I mean, honestly, does anyone really think they can analyze the stock of the heavily shorted Chipotle, with declining comps and slashed numbers, as it is soaring at this moment? Insane? Inane? Who knows anymore?
There are some restaurants we like for the Action Alerts PLUS portfolio, because of the lure of special situations. Panera (PNRA) is rolling out Panera 2.0 nationally throughout next year, and the numbers are so improved that we are waiving any worry over the price to earnings multiple. We keep thinking that the Qdoba division of Jack in the Box (JACK) is going to see some good sales from Chipotle's decline, but the company has said it hasn't happened yet. Could that be because millennials think of Chipotle as fresh and natural first and then as Mexican second?
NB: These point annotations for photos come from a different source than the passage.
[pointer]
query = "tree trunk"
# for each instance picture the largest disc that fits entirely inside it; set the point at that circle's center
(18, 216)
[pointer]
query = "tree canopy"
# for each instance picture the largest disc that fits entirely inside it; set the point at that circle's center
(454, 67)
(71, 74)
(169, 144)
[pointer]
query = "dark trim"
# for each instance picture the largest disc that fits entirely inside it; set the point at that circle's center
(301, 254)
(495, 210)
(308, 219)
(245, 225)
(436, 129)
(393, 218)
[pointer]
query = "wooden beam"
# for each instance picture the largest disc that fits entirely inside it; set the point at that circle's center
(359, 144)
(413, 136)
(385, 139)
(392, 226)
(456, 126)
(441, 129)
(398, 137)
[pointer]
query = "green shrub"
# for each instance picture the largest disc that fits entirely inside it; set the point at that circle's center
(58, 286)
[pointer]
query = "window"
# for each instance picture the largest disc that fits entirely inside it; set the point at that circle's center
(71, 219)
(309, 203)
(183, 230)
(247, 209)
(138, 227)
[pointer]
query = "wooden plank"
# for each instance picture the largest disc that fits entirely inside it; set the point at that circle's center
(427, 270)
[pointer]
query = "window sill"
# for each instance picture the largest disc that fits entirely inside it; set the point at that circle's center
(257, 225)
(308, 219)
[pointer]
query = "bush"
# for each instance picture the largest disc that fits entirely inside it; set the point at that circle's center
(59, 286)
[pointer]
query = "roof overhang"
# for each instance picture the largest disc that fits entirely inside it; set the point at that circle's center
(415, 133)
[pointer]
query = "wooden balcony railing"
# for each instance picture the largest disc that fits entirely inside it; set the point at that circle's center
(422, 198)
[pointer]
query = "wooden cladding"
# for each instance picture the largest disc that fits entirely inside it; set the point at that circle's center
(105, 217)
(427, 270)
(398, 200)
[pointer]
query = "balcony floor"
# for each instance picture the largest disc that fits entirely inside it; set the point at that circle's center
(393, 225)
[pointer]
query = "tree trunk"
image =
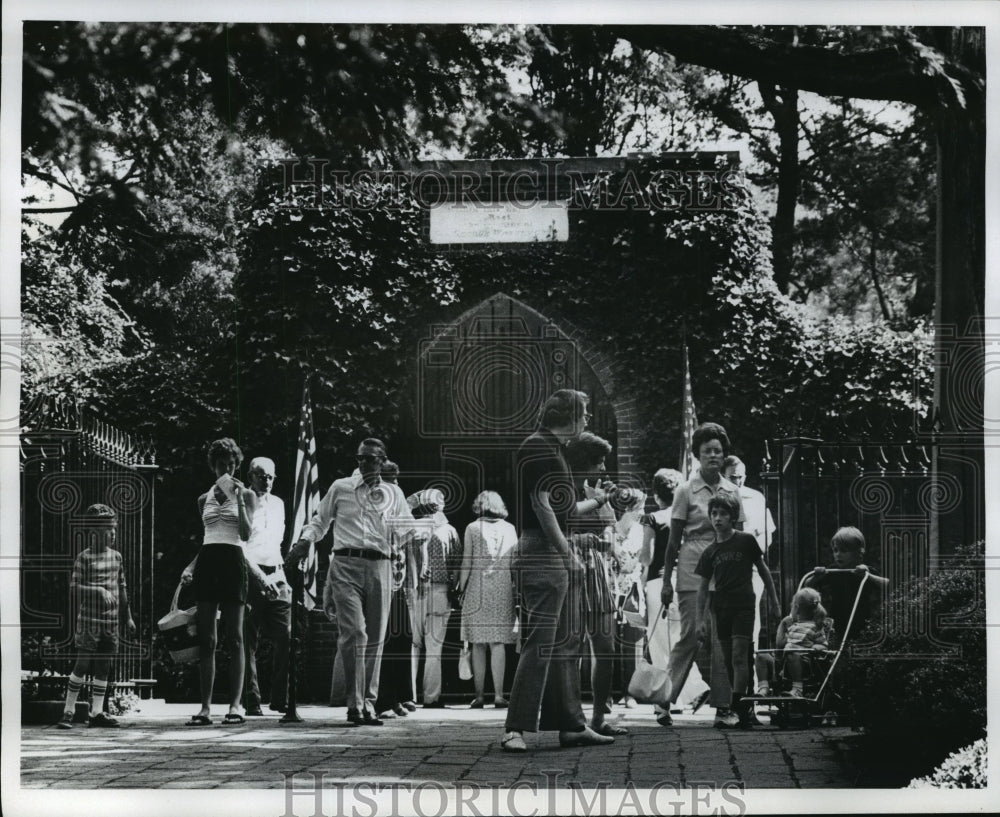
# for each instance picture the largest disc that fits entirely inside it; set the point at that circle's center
(959, 307)
(783, 105)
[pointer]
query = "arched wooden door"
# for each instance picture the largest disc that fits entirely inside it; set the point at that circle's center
(480, 384)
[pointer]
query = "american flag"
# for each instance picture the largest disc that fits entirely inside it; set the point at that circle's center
(689, 420)
(306, 495)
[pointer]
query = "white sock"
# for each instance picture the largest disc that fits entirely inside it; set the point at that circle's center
(97, 700)
(73, 692)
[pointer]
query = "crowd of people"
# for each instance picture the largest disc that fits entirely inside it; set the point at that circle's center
(572, 572)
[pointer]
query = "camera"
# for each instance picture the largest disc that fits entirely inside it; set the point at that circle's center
(622, 498)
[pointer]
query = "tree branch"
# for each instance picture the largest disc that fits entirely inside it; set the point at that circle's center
(880, 73)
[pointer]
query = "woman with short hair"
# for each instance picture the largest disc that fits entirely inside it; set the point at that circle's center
(219, 574)
(691, 532)
(488, 620)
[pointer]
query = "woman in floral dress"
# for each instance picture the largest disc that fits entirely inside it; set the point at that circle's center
(488, 618)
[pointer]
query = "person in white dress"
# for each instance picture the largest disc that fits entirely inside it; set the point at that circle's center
(488, 617)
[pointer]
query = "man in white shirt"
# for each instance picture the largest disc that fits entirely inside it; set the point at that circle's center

Or does it just take more outbreaks to realize that Qdoba tastes good, too?
No matter, that chain's too cheap.
But cheap is relative. I like that Yum! Brands (YUM) is splitting into a Chinese-based YUM and a rest of world YUM. However, the same-store sales for its KFC chain were disappointing in November - down 3% -- so who needs that? Perhaps only someone who just has to believe it will improve, there. Maybe that's a reasonable assumption. Maybe it's not.
Throughout all of this period, there is only one constant in this group: the big institutions love the turn at McDonald's (MCD). They like the 3% yield. They like the turn in earnings that suggest the 24x forward numbers may ultimately be much lower. They love the balance sheet. And they love the CEO, Steve Easterbrook, because he turned Europe around and he will do the same in the U.S. This stock has the most faith from investors -- even as it is up an astounding 25% for the year.
To me this is a group that defies rationality in the same way that the weather is defying rationality -- something that also has to be playing havoc with both Under Armour (UA) and Columbia Sportswear (COLM) earnings, in the same way that it did for Lululemon (LULU).
You have to make your peace with the perfect and the overpriced, and you have to avoid the values. It's the quintessential market that has become bifurcated into the loved and the hated -and the twain just refuse to meet.